When can we split a square matrix (rows = columns) into it’s LU decomposition? The LUP (LU Decomposition with pivoting) always exists; however, a true LU decomposition does not always exist. How do we tell if it does/doesn't exist? (Note: decomposition and factorization are equivalent in this article)
From the Wikipedia article on LU decompositions:
Any square matrix $A$ admits an LUP factorization. If $A$ is invertible, then it admits an LU (or LDU) factorization if and only if all its leading principal minors are non-zero. If $A$ is a singular matrix of rank $k$, then it admits an LU factorization if the first $k$ leading principal minors are non-zero, although the converse is not true.
This implies that for a square matrix:
- LUP always exists (We can use this to quickly figure out the determinant).
- If the matrix is invertible (the determinant is not 0), then a pure LU decomposition exists only if the leading principal minors are not 0.

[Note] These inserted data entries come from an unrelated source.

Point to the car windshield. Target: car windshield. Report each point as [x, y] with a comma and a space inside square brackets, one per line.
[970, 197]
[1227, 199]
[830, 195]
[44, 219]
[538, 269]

- If the matrix is not invertible (the determinant is 0), then we can't know if there is a pure LU decomposition.
The problem is this third statement here. “If $A$ is a singular matrix of rank $k$, then it admits an LU factorization if the first $k$ leading principal minors are non-zero”, gives us a way to find out if LU decomposition exists for a singular (non-invertible) matrix. However, it then says, “although the converse is not true”, implying that even if a leading principal minor is 0, that we could still have a valid LU decomposition that we can't detect.
This leads us back to the question: is there a way of truly knowing whether a matrix has an LU decomposition?